The Phelps-Dodge story is rather interesting. They effectively committed suicide. They “sold themselves short”!

Here’s how it happened:

Virtually *all* miners (and farmers, for that matter) have to “sell-forward” some part of their production. Why? Because they have a payroll to meet this week, this month, and they do so by selling their output. Fine. But in times of declining ore & metals prices, (eg; most of the 90’s) on market price spikes they agree to sell some part of their production at those spikey-high prices to others, typically users of the metal who see the same price spike(s) and fear a price ramp. Thus, they (the users) wish to lock in today’s “mildly spiked” price instead of waiting and having to suffer tomorrow’s “badly-spiked” price. It is not one whit different than the homeowner who sees soup on sale and buys a dozen cans to lock in today’s price.
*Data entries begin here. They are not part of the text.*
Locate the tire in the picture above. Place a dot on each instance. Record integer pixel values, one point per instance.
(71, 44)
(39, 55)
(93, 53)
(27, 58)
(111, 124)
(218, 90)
Fast forward. After a decade of frustratingly low prices, P-D had sold SO MUCH copper forward that they now had a serious problem. And that was, underneath their “sell-forward” contracts they had committed to, the market price of Copper had soared. And so now, they were committed to supply kilotons of copper at a BELOW market price! Those commitments, from an accounting standpoint were big bazooka holes in their balance sheet because they were now locked-in losses instead of locked in gains. ANd so they devalued the company, allowing another co to come in. But how could another company come in advantageously? Aha. If that other company itself was a copper miner and could mine the copper needed to fulfill those contracts (which of course persisted over the sale of the company) at below-market prices, the buyer would suffer a slight loss, yes, but could acquire PD at effectively a discount. This is precisely what happened. I believe FCX and PD had been or were in merger talks several times over many years but it just didn’t happen for reasons I don’t know. The big hole that PDs’ sell-forward contracts created gave FCX the club it need to force the issue, and they did.


143 posted on 02/20/2011 12:13:35 PM PST by Attention Surplus Disorder (Which has more wrinkles? Helen Thomas' face or Lawrence O'Donnells' panties?)